I think we need to be willing to cooperate with God as we go forward, forward toward the freedom God seeks for us, God wants for us.  If God is who we say God is— a God who seeks peace, loves justice, treasures equity, then putting God in a box will not empower us to see the world the way God sees the world.  (Slight pause.)

So I guess I, for one, am a risk taker.  Why?  I want to move forward.  I want to cooperate with the will of God, be empowered by God to seek freedom, love justice, treasure equity.

I suspect we humans need to stop trying to put God in a box.  When we let God out of the box, we get to a place where the justice, the freedom, the equity, the peace, the joy, the hope, the love God wants us to have will be a reality.  Amen.

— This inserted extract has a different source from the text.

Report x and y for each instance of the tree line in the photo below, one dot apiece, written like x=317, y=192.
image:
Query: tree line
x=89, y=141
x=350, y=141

United Church of Christ, First Congregational, Norwich, New York
05/06/2018

ENDPIECE: It is the practice of the Pastor to speak after the Closing Hymn, but before the Choral Response and Benediction.  This is an précis of what was said: “Here’s a pithy saying for you: ‘We will never change the world by going to church.  We will change the world by being church.’  I want to suggest being church means we need to let God be God and we need to participate in the work of God here, now since it seems to me the world could use the justice, freedom, the equity, the peace, the joy, the hope and love of God which we, the church, claim to be about.  Given what theology says about God and what God seeks for us, I think being church means taking risk.”

BENEDICTION: May the Holy Spirit inspire our words, and God’s love in Christ empower our deeds, as, in Christ, we are no longer servants, but friends, learning to love as we have been loved.  And may the peace of God which surpasses our understanding keep our hearts and minds in the knowledge of God, the love of Jesus, the Christ, and the companionship of the Holy Spirit, this day and forevermore.  Amen.